Saturday, November 6, 2010

In My Daughter's Words

My daughter is a chip off the old block...and by that, I mean she is the feminine version of my husband. I've been worried about her and how she is dealing with my recurrence. She, like my husband, hasn't been talking to anyone about it. She only told one of her friends. I've spilled the beans on it to more than she has.

She, and my husband, tend to just stuff it. They are scared, but they won't verbalize it. Often, the way my husband's family deals with significant troubles is just to put themselves into a state of denial.

My daughter is a senior and is applying to various colleges. This is her essay in her application to honors college to a public Ohio University. I'm sharing it with you because I think it is pretty good, especially for a girl who hates to read and despises writing even more (see? none of my genes are present!).

"I want to know how to get the most out of my time on earth. Albert Einstein once said “Once you stop learning, you start dying.” There is no point in continuing if you know everything, and do not learn from your mistakes. I want to seize the day. If a day goes by where I have not accomplished something, learned something, or most importantly had fun, it is a waste of precious time. We are not immortal, and eventually we will all die. For all we know, we could die tomorrow in a car crash, or next year of cancer. Instead of being afraid of death, I want to learn to live life now. When I die, I want to know that I have lived a fulfilling life, and done all I could possibly have done.

Conversely, I have not always lived my life with this philosophy. This realization is rather recent, and my relationship with my mother has played a huge role in it. Until this year I really didn’t have much motivation. I didn’t have a drive to want to learn, everything I ever really wanted to know, my mother already knew. If I had a question, I would ask her, and she would know. Most of the time I found her wide range of knowledge annoying. I would want to know who the third President was, or when the first airplane was made, and I would get an answer to my question, and all else there is to know on the topic.

Unfortunately, right before my senior year, in May, my mother’s cancer returned. In 1994 she had it in her breast and underwent chemo and radiation. In 1997, it returned as stage IV, in her breast and pelvis. After a tough fight, as I moved on to first grade, she moved on from the disease. Until this year she has been clean, that’s thirteen years, cancer-free. Sadly, cancer never really leaves and next week she will undergo her first round of chemo. It has spread to her ribs, sternum, shoulder, and hip.

Knowing how cancer works, and the intensity of what my mother is fighting, I am smart enough to realize she will not be around forever. I have to learn how to still ask questions, but find the answers on my own.

What I really want to know, you can not take a class, or read a book to learn. I want to know how to be strong, and fight like my mother. I come from a line of strong women, women who speak up for themselves, make their own money, and make their own life. They do not need anyone to help them through it. I am still young and do not feel like there is anyway I can live up to these women. I have a huge legacy to follow, and have already wasted precious time.

I am not one to lie, during the early years of my schooling I did not challenge myself much. My personality is not competitive and as long as I got all A’s, my parents were satisfied. I had a care free childhood. Even my pre-teens, in a private school weren’t terribly challenging. Until sophomore year, I didn’t know what hard work was. I now know what it takes to struggle, and learn something new. Battling through new material has been draining, but I feel refreshed, and renewed, everyday.

As I am also a cross country runner, I know what accomplishment feels like. Every week I get done with a ten mile run and feel fulfilled. Lately, learning has given me even more of a rush. I feel as if every moment I spend not challenging myself, I am wasting my time.

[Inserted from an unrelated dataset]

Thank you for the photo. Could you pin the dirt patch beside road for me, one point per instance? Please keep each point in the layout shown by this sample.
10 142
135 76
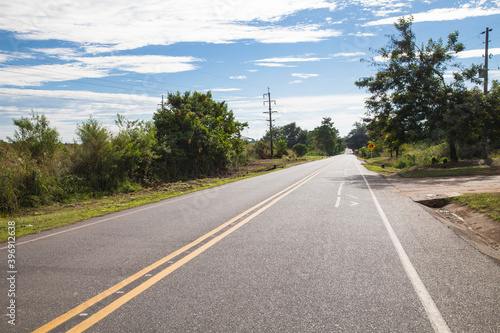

My time is precious. If I am to live up even slightly to my mother’s legacy, I should have started studying a few years ago. Actually, I should have started reading much more in third grade. I am not the common overachiever. In fact, I would describe myself as faithful procrastinator. Strangely, there is a drive in me, probably from my mother, that makes me dive into my work and finish it. Once I get into something like a math assignment, organizing a team event, or writing a paper, I put two-hundred percent effort into it. This has always been the case.

Again, I am not your typical overachiever. I did not apply to Harvard as a “reach school,” nor did I take a chance at North Carolina. I want to be at a school that fits me, and my lifestyle. No matter where I end up, I know I am going to make the most of it. Being a part of the Honors Program is a step toward my future, full of challenges and life. "

I guess she'll be least this is a good step forward. I'm pretty proud of her. She's got a lot of growing to do, but I think she'll do just fine. Maybe she is a chip off her mother's block as well.


  1. WHat words are there to say? This is a wonderful tribute to the two of you.